Welcome to First Year UWI, Mona Students

Students at The University of the West Indies - Mona Campus

Live. Laugh. Learn!

Welcome to the Mona Campus of The University of the West Indies. As you find your way around the campus over the next few weeks, you’ll understand why we think you’ve made the right choice in becoming a student here. There are so many reasons why the Mona Campus is special.

The Campus is located at the foot of the Blue Mountain Range. It spreads over some 653 acres, so you will have many opportunities for exercise as you explore its nooks and crannies to find the right spot for quiet time. It is also the oldest and largest of the four campuses that make up the UWI, having been established in 1948. Diehard Mona enthusiasts will tell you that it is the most beautiful of the UWI campuses, (others are located at Cave Hill, Barbados, St. Augustine, in Trinidad & Tobago and there is the Open Campus which incorporates distance education and continuing studies centres in the remaining countries in the English speaking Caribbean).

The Queen’s Way Entrance

Mona is also one of the most beautiful in the western hemisphere. At no time of year is this more evident than at the start of this Christmas semester. You may be overwhelmed by the riotous scarlet and green of the Poinciana trees, the pink and white of the bougainvilleas and there are few trees more spectacular than the pouis in full bloom, flaunting their pink and yellow blossoms. There is a popular campus legend that if you haven’t started studying by the time the poui trees begin to blossom, then your chances of excelling in your exams are very slim. Many will swear by the truth of that saying. You now have the opportunity to test it for yourself.

UWI Chapel

There are many relics of Mona’s rich history. The University Chapel began its life as part of a sugar estate in Gale’s Valley, Trelawny and was transported brick by brick over the mountains to its present site. The Aqueduct once carried water from the Hope River to water the sugar cane fields. Both Chapel and Aqueduct have been named National Monuments.

Every facet of the campus has its own tale to tell. The Bookkeeper’s Cottage, located on Princess Alice Close, was once an important part of the sugar estate. Now it houses the Archaeology Lab and the James W. Lee Collection of Arawak artefacts.

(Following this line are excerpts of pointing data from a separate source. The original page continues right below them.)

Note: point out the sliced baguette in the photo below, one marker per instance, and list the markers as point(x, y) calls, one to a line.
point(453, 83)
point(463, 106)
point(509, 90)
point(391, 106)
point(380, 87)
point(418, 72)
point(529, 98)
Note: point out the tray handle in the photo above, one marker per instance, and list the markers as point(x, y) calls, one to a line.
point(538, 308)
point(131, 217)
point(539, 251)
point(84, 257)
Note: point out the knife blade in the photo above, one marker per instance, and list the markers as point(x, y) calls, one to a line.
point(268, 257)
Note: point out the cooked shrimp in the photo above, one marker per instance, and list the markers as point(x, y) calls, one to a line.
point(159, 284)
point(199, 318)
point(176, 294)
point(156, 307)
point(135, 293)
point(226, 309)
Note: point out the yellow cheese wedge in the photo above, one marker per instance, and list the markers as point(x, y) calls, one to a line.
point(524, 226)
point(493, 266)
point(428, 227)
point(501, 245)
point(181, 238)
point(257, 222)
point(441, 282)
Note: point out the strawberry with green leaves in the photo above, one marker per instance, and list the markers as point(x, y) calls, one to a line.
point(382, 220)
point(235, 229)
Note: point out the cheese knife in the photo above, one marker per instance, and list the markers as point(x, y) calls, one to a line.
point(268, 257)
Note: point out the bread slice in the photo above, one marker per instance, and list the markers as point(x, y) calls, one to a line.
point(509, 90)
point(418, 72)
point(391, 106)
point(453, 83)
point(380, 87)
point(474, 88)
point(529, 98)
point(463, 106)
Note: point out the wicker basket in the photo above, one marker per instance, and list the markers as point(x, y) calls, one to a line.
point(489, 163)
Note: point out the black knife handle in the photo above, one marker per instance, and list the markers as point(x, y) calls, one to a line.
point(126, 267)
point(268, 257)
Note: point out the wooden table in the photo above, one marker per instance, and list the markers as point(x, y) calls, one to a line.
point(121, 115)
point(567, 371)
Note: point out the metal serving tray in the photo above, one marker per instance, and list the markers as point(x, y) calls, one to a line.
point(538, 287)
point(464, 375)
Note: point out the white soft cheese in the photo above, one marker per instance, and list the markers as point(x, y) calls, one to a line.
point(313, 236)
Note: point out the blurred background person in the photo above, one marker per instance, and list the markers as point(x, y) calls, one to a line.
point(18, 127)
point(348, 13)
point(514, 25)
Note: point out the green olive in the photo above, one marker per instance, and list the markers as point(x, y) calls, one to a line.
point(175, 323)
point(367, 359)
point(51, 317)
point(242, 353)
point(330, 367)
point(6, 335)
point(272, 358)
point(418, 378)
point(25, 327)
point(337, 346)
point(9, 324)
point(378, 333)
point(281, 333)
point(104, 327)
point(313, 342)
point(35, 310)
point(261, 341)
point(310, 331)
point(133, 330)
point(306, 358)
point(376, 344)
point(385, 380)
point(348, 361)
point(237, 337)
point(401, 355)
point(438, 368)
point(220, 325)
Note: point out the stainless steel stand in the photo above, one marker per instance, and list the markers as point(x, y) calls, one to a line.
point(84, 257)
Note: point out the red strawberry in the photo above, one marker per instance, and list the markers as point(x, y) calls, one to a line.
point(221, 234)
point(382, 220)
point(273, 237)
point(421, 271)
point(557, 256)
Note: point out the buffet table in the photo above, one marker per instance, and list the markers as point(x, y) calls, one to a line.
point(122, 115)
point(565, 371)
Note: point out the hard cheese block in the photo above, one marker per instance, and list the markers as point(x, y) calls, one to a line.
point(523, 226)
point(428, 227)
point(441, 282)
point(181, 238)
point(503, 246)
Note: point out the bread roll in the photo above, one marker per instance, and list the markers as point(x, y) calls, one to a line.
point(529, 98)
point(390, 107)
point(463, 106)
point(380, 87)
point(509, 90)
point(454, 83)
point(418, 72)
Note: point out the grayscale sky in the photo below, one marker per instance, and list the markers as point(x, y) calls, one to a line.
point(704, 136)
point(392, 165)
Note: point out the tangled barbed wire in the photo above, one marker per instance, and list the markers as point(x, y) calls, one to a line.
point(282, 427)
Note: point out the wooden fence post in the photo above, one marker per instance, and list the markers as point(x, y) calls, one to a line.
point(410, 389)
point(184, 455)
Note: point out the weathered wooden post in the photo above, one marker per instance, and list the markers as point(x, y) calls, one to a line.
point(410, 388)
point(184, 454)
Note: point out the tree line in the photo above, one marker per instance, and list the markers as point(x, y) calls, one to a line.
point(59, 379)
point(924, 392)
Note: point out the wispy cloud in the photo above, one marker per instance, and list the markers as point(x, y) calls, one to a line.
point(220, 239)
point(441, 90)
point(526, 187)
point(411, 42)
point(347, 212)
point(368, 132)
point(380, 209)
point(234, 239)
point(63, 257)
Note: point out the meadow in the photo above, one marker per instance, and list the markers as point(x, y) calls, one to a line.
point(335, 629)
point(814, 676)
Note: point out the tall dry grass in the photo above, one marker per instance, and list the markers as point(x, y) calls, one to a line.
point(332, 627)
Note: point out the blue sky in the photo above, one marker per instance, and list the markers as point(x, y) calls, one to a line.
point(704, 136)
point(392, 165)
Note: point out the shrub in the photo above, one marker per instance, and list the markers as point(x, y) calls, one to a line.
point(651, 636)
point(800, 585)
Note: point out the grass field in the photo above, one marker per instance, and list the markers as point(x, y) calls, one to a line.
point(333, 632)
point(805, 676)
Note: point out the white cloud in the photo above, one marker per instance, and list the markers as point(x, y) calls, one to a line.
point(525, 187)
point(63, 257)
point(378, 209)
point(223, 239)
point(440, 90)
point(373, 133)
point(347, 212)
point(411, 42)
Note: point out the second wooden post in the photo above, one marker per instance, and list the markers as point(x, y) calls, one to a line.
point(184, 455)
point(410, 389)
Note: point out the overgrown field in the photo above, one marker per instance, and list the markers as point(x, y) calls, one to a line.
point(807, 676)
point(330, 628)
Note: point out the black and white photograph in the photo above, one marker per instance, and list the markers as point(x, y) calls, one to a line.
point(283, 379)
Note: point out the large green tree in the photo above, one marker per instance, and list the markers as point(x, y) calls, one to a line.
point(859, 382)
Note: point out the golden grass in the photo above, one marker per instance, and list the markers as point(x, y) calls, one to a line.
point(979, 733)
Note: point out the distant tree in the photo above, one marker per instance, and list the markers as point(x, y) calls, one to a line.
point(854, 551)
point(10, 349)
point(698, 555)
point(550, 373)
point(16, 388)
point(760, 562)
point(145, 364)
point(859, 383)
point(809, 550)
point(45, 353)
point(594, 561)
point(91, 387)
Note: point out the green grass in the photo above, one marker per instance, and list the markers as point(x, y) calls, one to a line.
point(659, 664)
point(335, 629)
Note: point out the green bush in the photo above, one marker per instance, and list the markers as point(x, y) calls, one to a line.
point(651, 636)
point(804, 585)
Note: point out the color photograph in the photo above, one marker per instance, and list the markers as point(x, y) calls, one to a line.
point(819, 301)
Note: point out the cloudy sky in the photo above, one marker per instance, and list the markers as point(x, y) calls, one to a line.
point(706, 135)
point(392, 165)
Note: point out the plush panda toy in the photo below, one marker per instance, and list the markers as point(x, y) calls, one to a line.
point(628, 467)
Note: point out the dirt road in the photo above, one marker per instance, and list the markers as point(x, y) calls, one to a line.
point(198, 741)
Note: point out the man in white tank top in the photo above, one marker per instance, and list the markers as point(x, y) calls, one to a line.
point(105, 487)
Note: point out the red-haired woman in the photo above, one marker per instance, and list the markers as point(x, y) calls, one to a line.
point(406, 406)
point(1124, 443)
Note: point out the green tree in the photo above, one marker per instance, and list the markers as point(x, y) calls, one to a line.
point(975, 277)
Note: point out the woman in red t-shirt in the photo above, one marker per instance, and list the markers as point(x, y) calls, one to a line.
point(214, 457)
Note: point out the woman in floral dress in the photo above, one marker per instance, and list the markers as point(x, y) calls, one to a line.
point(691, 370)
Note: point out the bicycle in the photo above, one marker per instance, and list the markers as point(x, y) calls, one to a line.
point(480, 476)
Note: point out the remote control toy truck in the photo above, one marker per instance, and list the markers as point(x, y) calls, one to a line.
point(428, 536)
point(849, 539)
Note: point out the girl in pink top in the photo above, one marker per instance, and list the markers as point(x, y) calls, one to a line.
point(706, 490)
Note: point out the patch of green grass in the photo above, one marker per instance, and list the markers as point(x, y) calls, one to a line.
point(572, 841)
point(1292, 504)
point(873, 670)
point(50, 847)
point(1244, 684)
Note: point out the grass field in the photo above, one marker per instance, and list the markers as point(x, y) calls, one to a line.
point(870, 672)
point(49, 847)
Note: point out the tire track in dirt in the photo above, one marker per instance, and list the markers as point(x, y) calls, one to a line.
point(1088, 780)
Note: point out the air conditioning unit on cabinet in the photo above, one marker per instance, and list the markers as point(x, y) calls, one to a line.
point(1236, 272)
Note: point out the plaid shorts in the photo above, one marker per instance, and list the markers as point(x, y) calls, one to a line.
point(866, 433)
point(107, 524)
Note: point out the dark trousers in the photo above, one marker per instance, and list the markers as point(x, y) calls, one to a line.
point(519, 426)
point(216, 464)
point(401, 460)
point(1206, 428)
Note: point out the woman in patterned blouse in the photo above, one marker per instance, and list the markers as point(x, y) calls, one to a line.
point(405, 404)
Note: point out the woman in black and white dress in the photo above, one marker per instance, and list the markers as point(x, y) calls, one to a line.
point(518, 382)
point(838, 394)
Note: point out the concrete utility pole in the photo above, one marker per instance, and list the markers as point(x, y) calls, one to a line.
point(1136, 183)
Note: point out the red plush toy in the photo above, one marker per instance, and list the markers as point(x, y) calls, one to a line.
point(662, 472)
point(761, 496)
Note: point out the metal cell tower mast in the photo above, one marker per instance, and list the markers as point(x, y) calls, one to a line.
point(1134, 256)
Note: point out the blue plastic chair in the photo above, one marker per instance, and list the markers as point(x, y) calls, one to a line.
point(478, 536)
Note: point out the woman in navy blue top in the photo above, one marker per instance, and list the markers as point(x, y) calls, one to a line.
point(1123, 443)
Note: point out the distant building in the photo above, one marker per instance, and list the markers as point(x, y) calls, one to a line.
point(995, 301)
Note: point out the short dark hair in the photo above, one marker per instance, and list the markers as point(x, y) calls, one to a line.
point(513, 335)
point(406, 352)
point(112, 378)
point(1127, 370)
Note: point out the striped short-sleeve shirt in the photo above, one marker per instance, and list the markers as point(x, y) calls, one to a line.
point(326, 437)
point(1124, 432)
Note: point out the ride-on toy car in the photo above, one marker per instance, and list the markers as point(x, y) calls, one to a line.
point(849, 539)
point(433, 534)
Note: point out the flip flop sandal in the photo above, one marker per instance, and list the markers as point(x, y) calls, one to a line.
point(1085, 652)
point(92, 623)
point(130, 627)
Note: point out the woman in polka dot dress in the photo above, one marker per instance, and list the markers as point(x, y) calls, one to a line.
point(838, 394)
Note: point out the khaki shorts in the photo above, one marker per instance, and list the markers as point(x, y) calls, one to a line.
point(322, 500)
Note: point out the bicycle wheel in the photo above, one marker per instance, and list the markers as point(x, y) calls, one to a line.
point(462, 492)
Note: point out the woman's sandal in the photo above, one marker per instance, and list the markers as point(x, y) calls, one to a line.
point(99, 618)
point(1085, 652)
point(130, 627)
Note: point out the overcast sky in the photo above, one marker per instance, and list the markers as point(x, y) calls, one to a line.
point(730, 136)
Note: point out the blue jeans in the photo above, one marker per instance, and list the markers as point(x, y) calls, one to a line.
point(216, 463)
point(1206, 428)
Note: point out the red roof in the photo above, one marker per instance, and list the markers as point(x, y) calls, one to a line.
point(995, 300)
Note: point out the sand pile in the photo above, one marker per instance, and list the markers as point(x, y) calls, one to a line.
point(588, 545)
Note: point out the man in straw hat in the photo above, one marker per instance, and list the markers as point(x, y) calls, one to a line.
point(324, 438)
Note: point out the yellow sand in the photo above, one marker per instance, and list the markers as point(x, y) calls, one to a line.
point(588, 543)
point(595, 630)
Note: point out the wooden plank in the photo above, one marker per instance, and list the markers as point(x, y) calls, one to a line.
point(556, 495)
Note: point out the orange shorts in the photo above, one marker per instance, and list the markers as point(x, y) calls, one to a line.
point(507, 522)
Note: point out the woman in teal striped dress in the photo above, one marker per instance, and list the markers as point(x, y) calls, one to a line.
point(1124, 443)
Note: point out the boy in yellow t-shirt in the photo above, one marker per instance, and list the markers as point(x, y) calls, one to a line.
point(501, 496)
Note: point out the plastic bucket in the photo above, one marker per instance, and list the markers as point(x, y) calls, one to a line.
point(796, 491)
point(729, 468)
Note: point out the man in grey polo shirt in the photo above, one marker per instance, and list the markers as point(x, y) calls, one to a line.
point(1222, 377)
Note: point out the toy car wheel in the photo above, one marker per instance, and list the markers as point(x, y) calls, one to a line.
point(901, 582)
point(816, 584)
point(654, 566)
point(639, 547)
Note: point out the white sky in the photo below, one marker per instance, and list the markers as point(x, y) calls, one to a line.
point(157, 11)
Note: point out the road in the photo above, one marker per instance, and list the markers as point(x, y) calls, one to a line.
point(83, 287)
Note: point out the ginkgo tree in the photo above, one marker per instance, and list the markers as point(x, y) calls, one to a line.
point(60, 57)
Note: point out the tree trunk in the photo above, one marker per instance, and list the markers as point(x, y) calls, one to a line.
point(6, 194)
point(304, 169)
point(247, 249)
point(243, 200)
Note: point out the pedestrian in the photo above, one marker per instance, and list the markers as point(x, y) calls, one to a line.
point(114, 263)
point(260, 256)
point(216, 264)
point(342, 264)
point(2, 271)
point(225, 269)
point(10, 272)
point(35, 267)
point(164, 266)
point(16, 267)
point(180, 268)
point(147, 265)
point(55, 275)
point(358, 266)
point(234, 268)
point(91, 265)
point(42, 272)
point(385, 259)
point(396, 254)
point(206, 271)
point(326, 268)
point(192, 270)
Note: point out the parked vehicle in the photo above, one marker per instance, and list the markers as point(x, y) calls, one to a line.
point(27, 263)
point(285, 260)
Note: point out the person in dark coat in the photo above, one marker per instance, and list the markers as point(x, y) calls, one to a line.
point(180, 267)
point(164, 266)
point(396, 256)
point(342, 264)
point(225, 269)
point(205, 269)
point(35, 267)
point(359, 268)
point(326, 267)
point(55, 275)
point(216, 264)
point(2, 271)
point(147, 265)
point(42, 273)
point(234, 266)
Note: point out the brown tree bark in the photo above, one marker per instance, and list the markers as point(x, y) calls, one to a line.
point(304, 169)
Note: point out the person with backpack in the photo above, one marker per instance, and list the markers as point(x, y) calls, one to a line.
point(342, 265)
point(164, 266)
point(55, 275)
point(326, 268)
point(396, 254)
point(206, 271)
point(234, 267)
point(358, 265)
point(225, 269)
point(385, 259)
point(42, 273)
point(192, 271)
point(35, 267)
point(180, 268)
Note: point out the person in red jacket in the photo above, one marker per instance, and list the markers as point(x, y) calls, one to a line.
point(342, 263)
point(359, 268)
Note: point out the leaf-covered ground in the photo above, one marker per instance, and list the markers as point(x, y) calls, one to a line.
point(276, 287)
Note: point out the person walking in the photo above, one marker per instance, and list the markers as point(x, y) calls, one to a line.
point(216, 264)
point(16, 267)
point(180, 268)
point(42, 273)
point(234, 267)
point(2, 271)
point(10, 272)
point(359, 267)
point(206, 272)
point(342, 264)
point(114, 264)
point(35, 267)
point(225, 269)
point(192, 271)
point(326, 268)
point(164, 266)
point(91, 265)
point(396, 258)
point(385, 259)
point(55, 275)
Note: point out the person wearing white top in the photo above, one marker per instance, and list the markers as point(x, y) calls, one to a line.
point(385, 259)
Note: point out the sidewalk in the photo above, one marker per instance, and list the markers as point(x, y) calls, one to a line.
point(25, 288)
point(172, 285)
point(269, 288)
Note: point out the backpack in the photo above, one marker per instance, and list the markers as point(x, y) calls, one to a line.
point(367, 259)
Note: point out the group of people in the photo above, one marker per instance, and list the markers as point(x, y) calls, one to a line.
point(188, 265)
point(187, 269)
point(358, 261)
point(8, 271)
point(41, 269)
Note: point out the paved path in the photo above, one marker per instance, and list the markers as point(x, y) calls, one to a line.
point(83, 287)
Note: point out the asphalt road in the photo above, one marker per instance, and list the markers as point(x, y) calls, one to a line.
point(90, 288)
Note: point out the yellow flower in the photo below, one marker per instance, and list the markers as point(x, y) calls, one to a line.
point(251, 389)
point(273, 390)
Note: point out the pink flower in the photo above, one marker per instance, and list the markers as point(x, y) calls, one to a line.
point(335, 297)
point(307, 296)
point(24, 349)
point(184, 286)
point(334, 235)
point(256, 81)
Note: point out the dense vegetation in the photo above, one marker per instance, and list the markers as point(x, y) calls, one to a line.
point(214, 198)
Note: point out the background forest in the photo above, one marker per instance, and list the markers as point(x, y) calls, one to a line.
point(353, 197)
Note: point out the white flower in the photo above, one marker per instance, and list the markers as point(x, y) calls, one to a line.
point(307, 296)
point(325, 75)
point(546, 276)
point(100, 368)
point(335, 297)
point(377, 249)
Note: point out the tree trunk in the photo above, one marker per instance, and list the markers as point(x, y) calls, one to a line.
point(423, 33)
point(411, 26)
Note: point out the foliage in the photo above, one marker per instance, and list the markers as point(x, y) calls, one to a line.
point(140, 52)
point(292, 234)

Ackee trees, located at either end of the campus, near to the Biotechnology Centre and just outside of West Road, speak to the history of the grounds, when sugar was king and slave villages dotted what was then the site of the Mona and Papine sugar estates. The Dramatic Theatre and Old Library, wooden frame buildings which housed prisoners of war and refugees during the Second World War, are now used as examination centres.

Mango season is a good time to be at Mona as trees are plentiful. Plum trees, too, are handy when funds are low. And take note of the mahogany trees which line Gibraltar Hall Road. They were planted by the first thirty three students who entered the then University College of the West Indies in 1948 in the fledgling Faculty of Medicine.

A monument to these students may be seen in University Square just beneath the central flagpole in front of the Undercroft of the Senate Building. A few chains from there is the statue of founding father, Sir Philip Sherlock.

This is a dynamic, regional university, with students coming from the contributing countries: Anguilla, Antigua/Barbuda, the Bahamas, Barbados, Belize, the British Virgin Islands, Cayman Islands, Dominica, Grenada, and Jamaica. Montserrat, St. Kitts-Nevis, St.Lucia, St.Vincent and the Grenadines, Trinidad and Tobago, and the Turks and Caicos Islands. Others hail from Africa, Europe, Canada and the United States of America. The accents you hear may not always be the same as yours and familiar words may have very different meanings: the ‘ackee’ is a ‘guinep’ to some persons in the Eastern Caribbean and if your new friend asks you for ‘herbs’, don’t direct enquiries to the nearest ganja seller, thereby running the risk of getting yourself, and your friend, arrested and off to an inauspicious beginning at Mona. That student may merely be seeking herb seasonings like escallion and thyme.

One thing that draws the whole campus together is the richness of our Caribbean culture. Nowhere is this more evident than at the Philip Sherlock Centre for the Creative Arts, hub of cultural activity on the campus. The Centre is home to the internationally acclaimed University Singers, the University Dramatic Arts Society, the Camera Club and a host of other clubs and societies. No matter what your talent, (or absence thereof) make your way to the Centre, particularly on Thursday afternoons when there’s a Lunch Hour concert and a range of activities in which you can participate.

The Orientation period allows you many opportunities to find out other important facts and details about Mona: the location of the Post Office, or where you can go to send an email home.

This is the first day of the rest of your life. Ready, Set, Go! The Mona Campus is your place to Live. Laugh. Learn! Remember our motto: Oriens Ex Occidente Lux: A Light Rising from the West. This is now Your Place to Shine!